Реплика о глупостях станет понятной, если обратиться к воспоминаниям Паустовского о Чехове, смертельно боявшемся одесских репортеров, которые с легкостью выдумывали небылицы. Делясь литературными планами, Чехов неизменно заканчивал разговор просьбой: «Только ради Бога, ничего не рассказывайте одесским репортерам».

«Одесский листок» был солидной газетой, и выбор европейских столиц, в которых издание не имело зарубежных корреспондентов, оказался невелик: Берн и Рим.

Мама, родственники и знакомые, которым Жаботинский сообщил о намерении оставить гимназию и отправиться за границу корреспондентом газеты, категорически возражали против такого безумного, на их взгляд, решения. Они твердили о трудностях поступления еврейских мальчиков в государственные учебные заведения, о законе 1886 года, вводившем для евреев процентную норму (в пределах черты оседлости количество евреев среди учащихся мужских гимназий и университетов не должно было превышать десяти процентов), напоминали о четырех провальных попытках поступления в гимназию, реальное и коммерческое училище. Чудом называли они принятие его в подготовительный класс второй прогимназии, позволившее поступить в пятый класс Ришельевской гимназии, самой престижной в Одессе; об этом знаменитом учебном заведении то ли Катаев, то ли Олеша (авторство установить не удалось) запустил шутку: «Человечество делится на две неравные части: на тех, кто учился в Ришельевской гимназии, и тех, кто там не учился».

Все доводы родственников, призванные отговорить его от скоропалительного решения, были логически аргументированными и разумными. В ответ на них Жаботинский, не имевший веских контраргументов, упрямо твердил: «Потому!» Он поступал так и в будущем, объясняя упрямство (которое предпочитал называть «упорством» и «непреклонностью характера») наследственной чертой, присущей всему еврейству. Рассказывая об этом эпизоде из своей жизни, когда он наперекор всем принял решение оставить гимназию, Жаботинский признался: «Это был не единственный случай… когда я покорялся необъяснимому «потому», и я не раскаиваюсь».

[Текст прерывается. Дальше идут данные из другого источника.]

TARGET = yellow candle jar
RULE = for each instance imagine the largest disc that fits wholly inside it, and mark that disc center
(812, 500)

16-летний гимназист. Одесса. 1896 г.

Необъяснимое «потому» зачастую заставляло его идти против всех (хотя это не является примером подражания для подростков, — «Мама всегда права, и незачем с ней спорить», — говорит им автор и по-профессорски строго-настрого машет указательным пальцем) — но только идущие против течения способны изменить его русло.